Burkina Faso : Plan RELANCE 2026-2030, une impulsion stratégique pour la croissance culturelle et sportive

Burkina Faso : Plan RELANCE 2026-2030, une impulsion stratégique pour la croissance culturelle et sportive

À Ouagadougou, la revue annuelle du Cadre sectoriel de dialogue « Culture, Tourisme, Sports et Loisirs » s’est tenue dans un moment charnière pour le Burkina Faso. Sous la co-présidence du ministre de la Communication, de la Culture, des Arts et du Tourisme, Pingdwendé Gilbert Ouédraogo, et de la ministre des Sports, de la Jeunesse et de l’Emploi, Annick Lydie Pikbougoum/Zingué, les acteurs publics et privés ont pris le temps d’un exercice essentiel. Analyser le chemin parcouru, mais surtout préparer l’étape suivante. Cette session s’inscrit dans le sillage du Plan RELANCE 2026-2030, nouveau référentiel national adopté fin janvier, qui entend structurer la reprise économique et sociale du pays.

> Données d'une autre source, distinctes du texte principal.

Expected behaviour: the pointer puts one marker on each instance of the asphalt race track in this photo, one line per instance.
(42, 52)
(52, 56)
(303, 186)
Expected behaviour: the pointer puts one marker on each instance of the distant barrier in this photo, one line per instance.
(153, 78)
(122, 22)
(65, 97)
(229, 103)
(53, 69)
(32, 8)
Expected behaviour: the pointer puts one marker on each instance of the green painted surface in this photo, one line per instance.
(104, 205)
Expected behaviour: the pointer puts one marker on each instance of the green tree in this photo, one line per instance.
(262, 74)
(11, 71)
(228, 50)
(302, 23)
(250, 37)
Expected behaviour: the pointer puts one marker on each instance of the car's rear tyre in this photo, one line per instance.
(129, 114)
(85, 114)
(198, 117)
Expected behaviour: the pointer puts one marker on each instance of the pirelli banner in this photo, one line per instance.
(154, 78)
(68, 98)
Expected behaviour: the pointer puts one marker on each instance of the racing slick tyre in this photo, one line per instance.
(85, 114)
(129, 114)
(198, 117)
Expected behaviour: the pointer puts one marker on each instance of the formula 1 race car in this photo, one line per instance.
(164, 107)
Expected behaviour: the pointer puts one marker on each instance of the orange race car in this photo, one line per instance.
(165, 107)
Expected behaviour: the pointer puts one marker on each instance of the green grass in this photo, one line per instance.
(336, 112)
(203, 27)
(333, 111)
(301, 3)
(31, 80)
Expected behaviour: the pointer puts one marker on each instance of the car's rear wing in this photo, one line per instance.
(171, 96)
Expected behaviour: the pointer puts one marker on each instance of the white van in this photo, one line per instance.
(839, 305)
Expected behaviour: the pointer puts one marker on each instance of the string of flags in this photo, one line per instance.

Le secteur culture-tourisme-sports-loisirs occupe une place singulière dans cette architecture. Longtemps perçu comme périphérique dans les politiques publiques, il s’affirme progressivement comme un levier de développement et d’influence. Les résultats présentés lors de cette revue en donnent une mesure tangible. En 2025, le taux de réalisation des actions a atteint près de 78 %, contre 60 % un an plus tôt. Cette progression traduit une dynamique réelle dans la mise en œuvre des programmes.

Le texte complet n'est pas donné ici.